故に、嘲笑っていた。無駄な足掻きを……と。
その一瞬の油断が、脚を溜める時間となった。
「いっっっけぇぇぇえええええっ!!! 」
地面を陥没させる程の踏み込みが、限界を超えた速度を叩き出す。つい先程まで間合いの一歩手前にいた身体は、既に間合いの内側へと侵入していた。
それに気付いたのは、この世界で私ただ一人。この色が抜け落ちた世界で動けるのは、私だけなのだと悟った。
「なぁっ!? 」
大きく見開いた瞳。震える右腕。よもや、ここで加速すると思わなかったのか、荒木村重は明らかに動揺していた。
「…………チッ! クソったれがぁ!! 」
荒木村重は、一瞬童へ視線を向けるも、直ぐに視線を切って刀を振りかざす。片手とは思えぬ豪剣が、唸りを上げて迫る。狙いは槍。武器破壊、ないしは槍を叩き落とす気か。
あぁ、想定通りだ。
―――真田流槍術 雷神之槍
「…………ァアッ!? 」
刀と槍が交差する事は無かった。
慶次殿との模擬戦で掴みかけた技。それが今、完全に花開いた。
背筋を使い、無理矢理身体を捻って溜めをつくる。

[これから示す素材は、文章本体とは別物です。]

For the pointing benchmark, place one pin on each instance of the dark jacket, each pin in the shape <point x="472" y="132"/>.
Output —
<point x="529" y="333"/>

世界が高速で通り過ぎていく中、身体の中心で溜められた力は左腕の旋回と共に右腕に移され、凄まじい勢いで解き放たれる。
「はぁあぁぁあああっ!!! 」
「――――っ!? 」
腰の入った投擲が鳩尾を貫通する。声にならない悲鳴。童の首を掴んでいた左手が緩んだ瞬間を狙い、速やかに回収して遠ざかる。

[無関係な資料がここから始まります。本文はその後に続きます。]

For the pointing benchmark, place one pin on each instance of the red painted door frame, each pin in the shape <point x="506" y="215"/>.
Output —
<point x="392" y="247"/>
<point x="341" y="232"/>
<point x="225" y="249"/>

槍を引き抜くと同時に血飛沫が舞う。それを一瞥しながら、吐き捨てるように呟いた。
「もし、私があの状況で攻撃したならば、貴様は必ず、童を刺す前に迎撃すると確信していた。臆病な程に生に執着している貴様が、己に向けられた穂先をそのままに出来る筈が無いからな」
降りしきる雨の中、真っ赤に染まっていく大地。急所を貫いたのだ、もはや助かるまい。
一国一城の主にまで成り上がりながら、主君を裏切り、家臣を裏切り、妻子を捨てて逃げた男は、遂に裁きを受ける時が来たのだ。
これが、荒木村重の運命だったのだろう。
***
真田流槍術 雷神之槍
戦いの最中に覚醒した天賦の才は、新たな流派を生み出した。
前田慶次郎との模擬戦。彼の達人から一本取ってみせた技を土台とし、神速の踏み込みで間合いへと侵入し、至近距離から放たれる回避不可能の投擲である。
大地を踏み砕く程の踏み込みは、強引でありながらも急激な瞬発力をもたらす。それは、彼の天性のバネと足首の柔らかさが無ければ不可能であり、彼だけに許された天然のチェンジ・オブ・ペースである。
豪槍の担い手が森長可であり、柔槍の担い手が前田慶次郎ならば、速槍の担い手が真田信繁である。織田家三槍の一角、そう呼ばれる日は近いだろう。